= National Military Council (Thailand) =

Group of Thai military officers responsible for the 1947 coup

The National Military Council (คณะทหารแห่งชาติ) was the group of military officers that planned and carried out a coup d'état in November 1947 in Thailand. Their prestige and influence were quickly enhanced by Field Marshal Plaek Phibunsongkhram's return to politics. They would however outlast him and dominate Thai politics for the next two decades. Most would eventually receive high ranks, becoming generals and field marshals.

==Membership==
The council consisted of approximately forty junior army officers led by a small number of commanding officers, many of whom had been forced into retirement by Pridi Banomyong at the end of the Second World War—men with little other than conspiracy to keep themselves occupied.

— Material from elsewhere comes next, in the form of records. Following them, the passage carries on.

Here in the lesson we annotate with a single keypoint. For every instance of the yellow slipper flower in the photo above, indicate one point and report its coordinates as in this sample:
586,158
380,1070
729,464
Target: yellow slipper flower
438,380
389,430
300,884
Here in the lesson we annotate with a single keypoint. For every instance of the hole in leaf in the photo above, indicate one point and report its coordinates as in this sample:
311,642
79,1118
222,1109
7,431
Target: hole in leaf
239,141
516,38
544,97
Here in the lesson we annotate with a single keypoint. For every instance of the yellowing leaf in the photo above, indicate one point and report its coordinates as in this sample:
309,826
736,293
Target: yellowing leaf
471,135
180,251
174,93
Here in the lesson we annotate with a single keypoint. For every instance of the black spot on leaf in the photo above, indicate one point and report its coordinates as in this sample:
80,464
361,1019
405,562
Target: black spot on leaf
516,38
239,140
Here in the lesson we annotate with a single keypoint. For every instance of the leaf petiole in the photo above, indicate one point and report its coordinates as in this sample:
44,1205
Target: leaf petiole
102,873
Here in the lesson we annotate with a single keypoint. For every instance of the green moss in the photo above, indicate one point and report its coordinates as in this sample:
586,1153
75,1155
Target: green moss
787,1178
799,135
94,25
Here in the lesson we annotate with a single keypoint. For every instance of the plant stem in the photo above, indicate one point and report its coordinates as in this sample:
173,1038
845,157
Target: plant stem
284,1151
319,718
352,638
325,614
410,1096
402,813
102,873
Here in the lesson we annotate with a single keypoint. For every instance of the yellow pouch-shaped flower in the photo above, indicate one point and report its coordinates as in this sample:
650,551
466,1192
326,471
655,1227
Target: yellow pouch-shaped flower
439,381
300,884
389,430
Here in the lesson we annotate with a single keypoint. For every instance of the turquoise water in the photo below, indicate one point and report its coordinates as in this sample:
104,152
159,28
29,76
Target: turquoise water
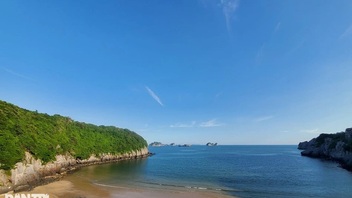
243,171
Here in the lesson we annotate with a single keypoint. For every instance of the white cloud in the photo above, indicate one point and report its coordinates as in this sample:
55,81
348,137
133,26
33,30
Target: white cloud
210,123
182,125
264,118
229,7
154,96
347,32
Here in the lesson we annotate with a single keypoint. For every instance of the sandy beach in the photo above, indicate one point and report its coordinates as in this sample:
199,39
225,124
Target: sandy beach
76,187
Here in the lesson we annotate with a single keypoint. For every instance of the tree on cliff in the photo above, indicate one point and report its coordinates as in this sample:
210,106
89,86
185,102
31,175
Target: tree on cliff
46,136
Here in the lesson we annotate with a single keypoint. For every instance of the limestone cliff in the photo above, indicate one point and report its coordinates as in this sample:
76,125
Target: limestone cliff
32,172
336,147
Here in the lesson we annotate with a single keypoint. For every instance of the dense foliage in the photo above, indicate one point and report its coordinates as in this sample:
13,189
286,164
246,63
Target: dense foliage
46,136
335,138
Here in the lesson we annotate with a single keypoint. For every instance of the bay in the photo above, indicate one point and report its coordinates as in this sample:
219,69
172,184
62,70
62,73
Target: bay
241,171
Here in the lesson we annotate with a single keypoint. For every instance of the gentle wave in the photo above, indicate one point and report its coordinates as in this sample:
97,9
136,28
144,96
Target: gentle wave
169,185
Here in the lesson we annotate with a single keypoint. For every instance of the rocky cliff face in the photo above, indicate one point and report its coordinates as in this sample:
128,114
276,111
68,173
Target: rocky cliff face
32,172
336,147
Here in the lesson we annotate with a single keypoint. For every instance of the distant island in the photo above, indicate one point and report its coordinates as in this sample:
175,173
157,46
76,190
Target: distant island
335,147
211,144
35,146
159,144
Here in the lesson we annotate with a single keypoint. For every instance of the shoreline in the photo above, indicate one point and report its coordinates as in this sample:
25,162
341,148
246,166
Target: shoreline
55,171
77,187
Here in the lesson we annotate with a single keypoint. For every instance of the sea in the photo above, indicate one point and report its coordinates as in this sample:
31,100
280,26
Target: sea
239,171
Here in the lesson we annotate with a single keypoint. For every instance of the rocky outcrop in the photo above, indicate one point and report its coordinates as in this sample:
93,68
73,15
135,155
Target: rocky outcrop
336,147
32,172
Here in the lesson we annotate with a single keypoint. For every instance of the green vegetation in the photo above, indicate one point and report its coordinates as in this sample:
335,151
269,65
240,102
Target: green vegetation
46,136
335,138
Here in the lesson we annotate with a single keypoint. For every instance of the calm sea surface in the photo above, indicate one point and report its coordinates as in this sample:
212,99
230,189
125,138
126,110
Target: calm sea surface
243,171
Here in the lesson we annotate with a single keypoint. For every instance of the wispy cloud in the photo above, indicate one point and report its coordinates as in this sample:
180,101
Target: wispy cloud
313,131
260,54
277,28
346,33
182,125
16,74
263,118
154,96
229,7
210,123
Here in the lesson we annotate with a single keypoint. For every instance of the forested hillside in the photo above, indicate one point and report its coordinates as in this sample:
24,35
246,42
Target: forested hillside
46,136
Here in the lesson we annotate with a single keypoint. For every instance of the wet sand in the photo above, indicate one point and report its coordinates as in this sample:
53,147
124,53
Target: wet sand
76,187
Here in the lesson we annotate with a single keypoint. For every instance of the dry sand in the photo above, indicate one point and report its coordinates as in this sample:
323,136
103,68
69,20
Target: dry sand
76,187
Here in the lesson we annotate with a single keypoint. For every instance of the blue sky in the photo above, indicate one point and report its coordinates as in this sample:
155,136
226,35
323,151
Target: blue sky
186,71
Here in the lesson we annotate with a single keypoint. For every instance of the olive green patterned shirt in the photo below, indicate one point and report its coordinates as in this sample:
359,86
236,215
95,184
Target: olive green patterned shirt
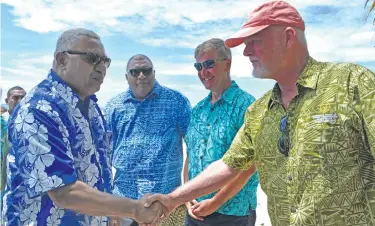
329,176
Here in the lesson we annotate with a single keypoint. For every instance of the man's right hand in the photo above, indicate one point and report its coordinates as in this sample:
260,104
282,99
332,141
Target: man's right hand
168,203
190,211
148,215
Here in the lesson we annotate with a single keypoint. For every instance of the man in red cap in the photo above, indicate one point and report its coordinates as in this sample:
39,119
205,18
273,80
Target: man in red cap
312,137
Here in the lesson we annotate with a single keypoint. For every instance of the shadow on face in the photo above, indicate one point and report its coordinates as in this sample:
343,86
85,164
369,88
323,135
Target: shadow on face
141,77
84,66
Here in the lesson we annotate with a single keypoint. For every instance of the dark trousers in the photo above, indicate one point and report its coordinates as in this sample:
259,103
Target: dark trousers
217,219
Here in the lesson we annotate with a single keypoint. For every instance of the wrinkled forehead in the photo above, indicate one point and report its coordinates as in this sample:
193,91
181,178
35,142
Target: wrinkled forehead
139,63
207,54
91,45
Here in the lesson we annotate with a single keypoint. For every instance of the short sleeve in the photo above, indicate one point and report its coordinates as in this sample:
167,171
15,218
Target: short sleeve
184,114
108,114
40,142
241,152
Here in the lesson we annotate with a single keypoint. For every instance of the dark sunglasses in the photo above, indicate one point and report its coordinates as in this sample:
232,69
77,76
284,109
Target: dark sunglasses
206,64
91,58
136,72
283,144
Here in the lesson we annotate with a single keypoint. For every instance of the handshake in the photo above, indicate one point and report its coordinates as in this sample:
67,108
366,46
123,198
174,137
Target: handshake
149,210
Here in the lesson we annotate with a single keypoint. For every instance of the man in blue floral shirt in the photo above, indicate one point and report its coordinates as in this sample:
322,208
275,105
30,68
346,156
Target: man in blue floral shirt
59,170
148,122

The coterie's leading members were Field Marshal Sarit Thanarat, commander of the Bangkok-based First Division, Police General Phao Siyanon, the powerful chief of police, Field Marshal Phin Choonhavan, Phao's father-in-law, the politically prominent Lieutenant-General Kat Katsongkhram, and Marshal of the Royal Thai Air Force Fuen Ritthakhanee, the air force's combat-experienced commander.

Less senior members included Phin's son, Chatichai Choonhavan, and Sarit's protégés Thanom Kittikachorn and Praphas Charusathien.